27 August 2024
James McGoldrick, DFIR / CSIRT Manager, Systal
Last month, Qualys researchers released a blog post detailing a remote code execution flaw named “RegreSSHion” in the SSH server (SSHD) implementation in glibc-linux installations. The vulnerability gave remote, unauthenticated attackers root-level access to execute code on compromised devices.
The vulnerability meant that internet-exposed SSH servers became susceptible to remote takeover by anyone with the technical skills to exploit the vulnerability or anyone who could utilise and re-use any proof-of-concept code available online.
Considering that SSH stands for ‘Secure Shell’ and is designed to offer secure remote access for system administrators and other remote users, it’s unsurprising that a significant number of systems on the internet are now exposed to this powerful new vulnerability.
The dangers
There are two key problems facing organisations in today’s digital world:
1. Security by design is challenging
Examining the history of security updates linked to OpenSSH reveals a similar Common Vulnerability and Exposure (CVE) from 2006, which also reported the same race condition flaw. This issue was resolved back then, leading to widespread patching and the issue being considered resolved. However, the incident naturally raises the question – what went wrong this time?
Maintaining highly secure and complex technologies like SSH is a challenging task, and in this instance, it seems that a recent update to the code base inadvertently reintroduced the security vulnerability that had been previously patched.
This highlights the challenges of achieving flawless security in complex protocols and technologies that are constantly evolving to provide more functionality and connectivity. In this case, the vulnerability stems from a complex interaction between various operating system components beyond the SSHD protocol itself, requiring a deep understanding of system architecture to detect and exploit it effectively.

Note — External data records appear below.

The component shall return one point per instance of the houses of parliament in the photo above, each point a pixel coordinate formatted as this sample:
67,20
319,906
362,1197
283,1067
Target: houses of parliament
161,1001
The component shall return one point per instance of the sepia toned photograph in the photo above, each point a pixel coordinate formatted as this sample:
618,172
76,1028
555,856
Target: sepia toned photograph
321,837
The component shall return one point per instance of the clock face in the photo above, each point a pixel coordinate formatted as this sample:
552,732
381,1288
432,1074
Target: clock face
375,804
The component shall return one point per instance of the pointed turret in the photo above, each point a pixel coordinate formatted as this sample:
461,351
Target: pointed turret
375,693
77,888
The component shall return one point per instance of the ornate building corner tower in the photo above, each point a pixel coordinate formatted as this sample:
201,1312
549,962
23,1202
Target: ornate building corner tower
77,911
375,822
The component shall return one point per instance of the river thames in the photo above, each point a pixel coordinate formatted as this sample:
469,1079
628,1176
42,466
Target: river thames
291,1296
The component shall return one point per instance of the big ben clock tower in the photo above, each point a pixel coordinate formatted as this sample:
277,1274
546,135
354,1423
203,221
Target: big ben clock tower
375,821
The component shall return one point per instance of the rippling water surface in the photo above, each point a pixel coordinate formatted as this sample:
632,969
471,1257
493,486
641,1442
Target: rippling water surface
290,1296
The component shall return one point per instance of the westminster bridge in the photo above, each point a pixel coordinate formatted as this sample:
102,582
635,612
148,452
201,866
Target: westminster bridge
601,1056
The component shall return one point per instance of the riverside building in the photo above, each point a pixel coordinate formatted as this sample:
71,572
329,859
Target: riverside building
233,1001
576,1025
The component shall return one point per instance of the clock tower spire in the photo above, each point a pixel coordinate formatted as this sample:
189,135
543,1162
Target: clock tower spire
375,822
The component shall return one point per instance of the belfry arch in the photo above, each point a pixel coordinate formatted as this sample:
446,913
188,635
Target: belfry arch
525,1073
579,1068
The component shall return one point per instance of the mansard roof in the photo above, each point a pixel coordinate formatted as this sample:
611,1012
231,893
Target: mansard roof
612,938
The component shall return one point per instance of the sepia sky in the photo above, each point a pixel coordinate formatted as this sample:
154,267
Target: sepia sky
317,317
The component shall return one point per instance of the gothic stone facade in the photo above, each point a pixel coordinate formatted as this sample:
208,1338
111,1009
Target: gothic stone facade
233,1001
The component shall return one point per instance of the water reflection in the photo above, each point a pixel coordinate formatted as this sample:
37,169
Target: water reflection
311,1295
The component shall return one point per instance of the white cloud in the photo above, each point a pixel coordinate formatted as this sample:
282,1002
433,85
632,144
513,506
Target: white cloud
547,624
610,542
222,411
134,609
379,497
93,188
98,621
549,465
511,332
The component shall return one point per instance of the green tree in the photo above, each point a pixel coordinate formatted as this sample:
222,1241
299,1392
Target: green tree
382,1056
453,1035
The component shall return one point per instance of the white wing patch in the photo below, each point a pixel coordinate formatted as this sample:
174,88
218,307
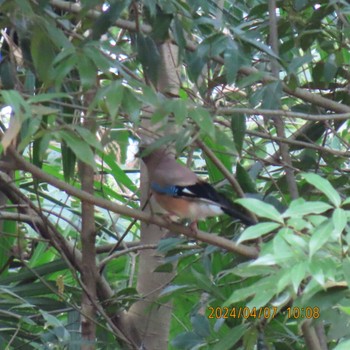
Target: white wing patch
201,210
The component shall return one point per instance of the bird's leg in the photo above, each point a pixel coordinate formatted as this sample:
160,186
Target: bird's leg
194,227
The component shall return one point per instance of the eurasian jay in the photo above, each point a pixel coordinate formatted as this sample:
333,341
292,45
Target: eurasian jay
180,192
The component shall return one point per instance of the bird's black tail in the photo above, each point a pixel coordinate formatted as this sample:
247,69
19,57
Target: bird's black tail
235,213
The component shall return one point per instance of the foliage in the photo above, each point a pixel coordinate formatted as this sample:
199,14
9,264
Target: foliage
53,56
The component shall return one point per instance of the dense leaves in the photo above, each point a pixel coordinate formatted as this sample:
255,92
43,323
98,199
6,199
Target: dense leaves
76,81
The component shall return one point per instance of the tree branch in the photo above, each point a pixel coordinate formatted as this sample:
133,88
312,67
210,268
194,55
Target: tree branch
22,164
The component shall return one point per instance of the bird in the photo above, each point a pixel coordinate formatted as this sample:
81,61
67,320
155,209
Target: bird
179,191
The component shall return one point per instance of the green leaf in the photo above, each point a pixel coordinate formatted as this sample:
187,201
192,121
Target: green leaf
324,186
204,120
42,62
48,97
300,208
260,209
215,175
167,244
340,220
256,231
87,71
68,161
117,172
80,148
200,325
272,94
231,338
108,18
238,128
246,182
149,57
298,273
187,341
232,61
320,236
344,345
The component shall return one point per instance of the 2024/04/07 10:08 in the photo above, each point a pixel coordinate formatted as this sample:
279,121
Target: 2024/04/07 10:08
262,312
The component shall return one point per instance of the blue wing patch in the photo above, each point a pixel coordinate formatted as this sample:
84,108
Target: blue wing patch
168,190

2. Security often comes at the cost of convenience
Companies are always looking to minimise friction, maximise efficiency and develop solutions that are both easy to manage and cost-effective – and understandably so. However, securing systems against exploitation often requires implementing barriers that can conflict with these goals.
The RegreSSHion vulnerability is a perfect example of this dilemma. OpenSSH by its very design is a service which should be reachable remotely, but errors in its implementation can lead to severe consequences for exposed systems. The best way to mitigate this risk is by safeguarding access to the device’s wire firewalls and VPN technology. However, this adds complexity to the network, increases costs and introduces another element – the VPN gateway – that also needs to be monitored and managed for security.

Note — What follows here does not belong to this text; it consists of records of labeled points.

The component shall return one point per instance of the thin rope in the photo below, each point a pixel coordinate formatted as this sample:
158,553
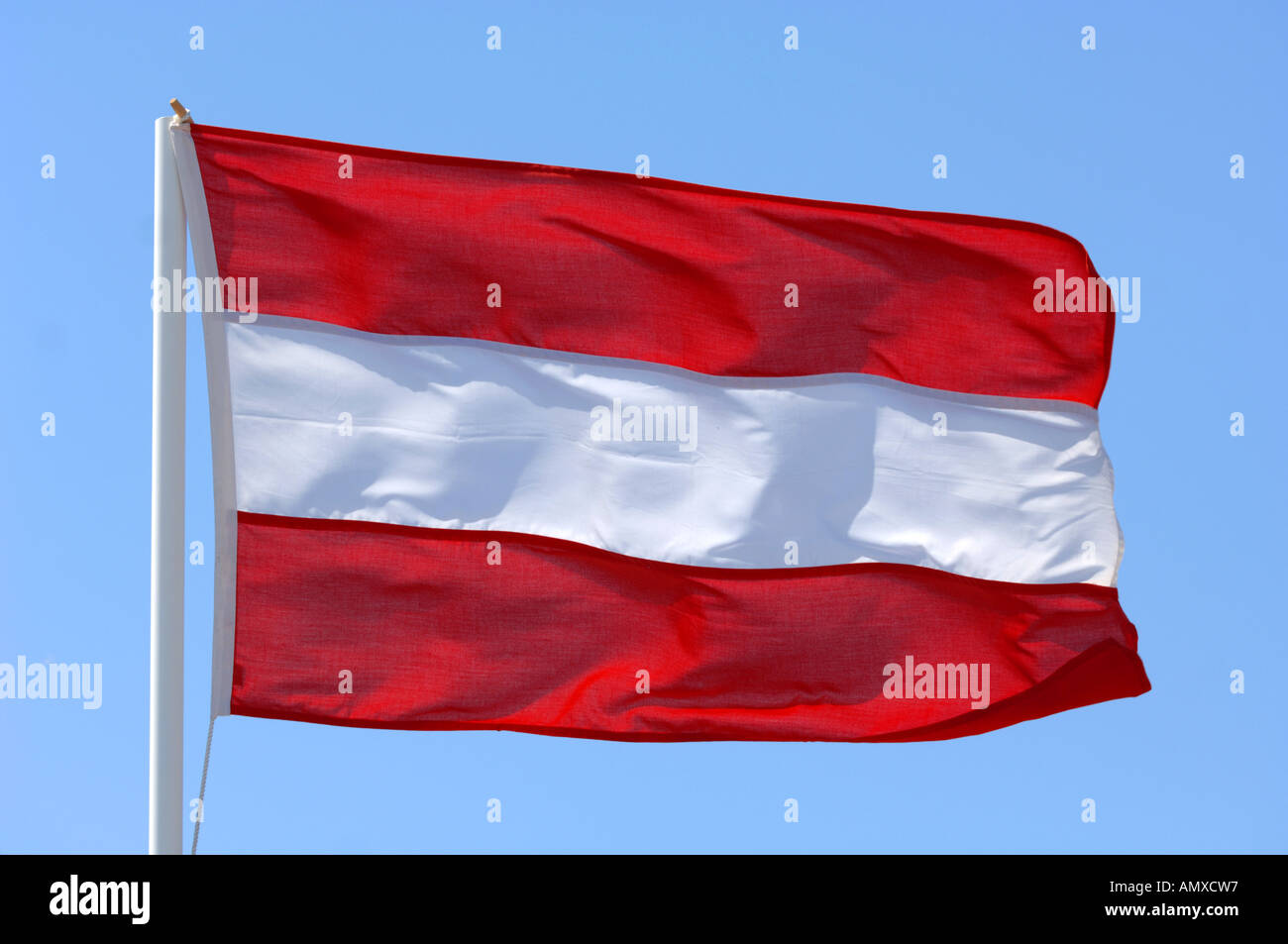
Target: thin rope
201,794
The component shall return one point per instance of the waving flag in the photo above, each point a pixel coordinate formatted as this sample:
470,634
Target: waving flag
505,446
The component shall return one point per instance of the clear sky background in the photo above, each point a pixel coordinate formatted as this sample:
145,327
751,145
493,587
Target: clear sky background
1127,149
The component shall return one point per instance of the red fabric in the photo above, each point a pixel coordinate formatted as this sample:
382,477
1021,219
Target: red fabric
550,639
653,269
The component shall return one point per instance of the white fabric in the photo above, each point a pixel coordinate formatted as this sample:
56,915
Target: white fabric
451,433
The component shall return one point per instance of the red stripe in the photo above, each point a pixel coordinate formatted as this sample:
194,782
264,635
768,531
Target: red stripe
653,269
550,639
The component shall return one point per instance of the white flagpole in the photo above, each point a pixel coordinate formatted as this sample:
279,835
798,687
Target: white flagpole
168,550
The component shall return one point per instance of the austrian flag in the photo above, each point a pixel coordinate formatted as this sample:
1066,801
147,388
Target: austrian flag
506,446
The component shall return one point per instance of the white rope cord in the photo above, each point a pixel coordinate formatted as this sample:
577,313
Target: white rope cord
201,794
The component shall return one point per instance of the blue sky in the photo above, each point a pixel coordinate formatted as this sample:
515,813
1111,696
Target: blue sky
1126,147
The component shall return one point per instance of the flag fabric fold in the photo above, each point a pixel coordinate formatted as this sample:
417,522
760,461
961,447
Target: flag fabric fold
505,446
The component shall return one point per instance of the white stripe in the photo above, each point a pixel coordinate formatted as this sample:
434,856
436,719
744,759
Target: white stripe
450,433
220,428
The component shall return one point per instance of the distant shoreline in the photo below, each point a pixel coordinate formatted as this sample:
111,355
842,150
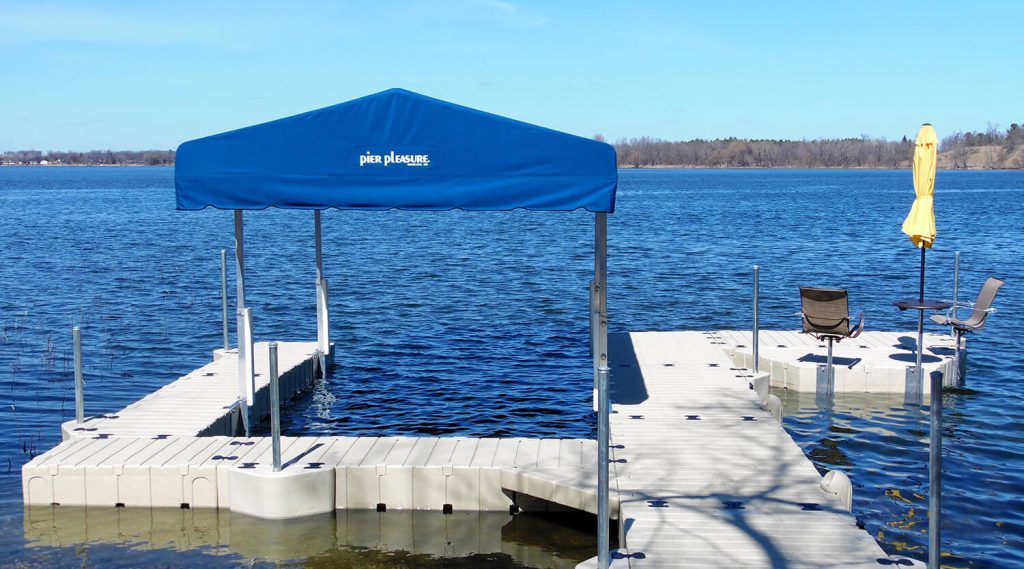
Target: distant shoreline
620,167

Steps to securing systems against the RegreSSHion vulnerability
The first step in securing your system is to ensure it isn’t running an affected version of SSHD on devices which can be publicly accessed. Cybercriminals actively scan for exposed servers and it won’t be long before we see attempts to exploit machines using vulnerable versions of OpenSSH.
Any SSHD version before 4.4p1 is susceptible to the original race condition vulnerability, though it’s highly unlikely that any system still in operation is using this version of SSHD.
Versions from 4.4p1 to 8.5p1 are not affected by this vulnerability. However, versions between 8.5p1 and 9.8p1 are vulnerable because a previously included function that patched the earlier vulnerability has been removed.
If immediate patching of affected systems isn’t possible, it’s advisable to limit access to SSH services through a firewall. Ideally, you should configure the firewall to only allow trusted IPs that need to access these services over the internet. For added security, companies could restrict access to SSH ports to internal networks and only permit authenticated access to those internal interfaces via VPN connections with appropriate Role Based Access control to those servers.
In certain situations, applying the above changes immediately might not be feasible and could lead to unacceptable service disruptions. But, there are alternative measures to reduce the impact of this vulnerability that could be considered until a proper fix can be applied. One option is to set the LoginGraceTime parameter in your sshd_conf file on any vulnerable servers to a value of 0. This adjustment will prevent login attempts from timing out and could allow server resources to be saturated and lead to a DoS condition for SSH connections, if not the server itself. This should not be considered as a long-term solution.
Consider implementing the 'Fail2Ban' open-source project, which provides dynamic blocking of malicious IPs based on repeated local connection attempts to SSH on the servers it is installed on. This will automatically blacklist any IPs attempting to exploit the vulnerability, significantly reducing the chances of a successful attack.
For many businesses, keeping an up-to-date record of their exposed assets, software versions and associated configurations is a daunting task. Thankfully, there are various services and tools available that are designed to efficiently and affordably identify and safeguard critical assets, without increasing the burden on your daily business operations.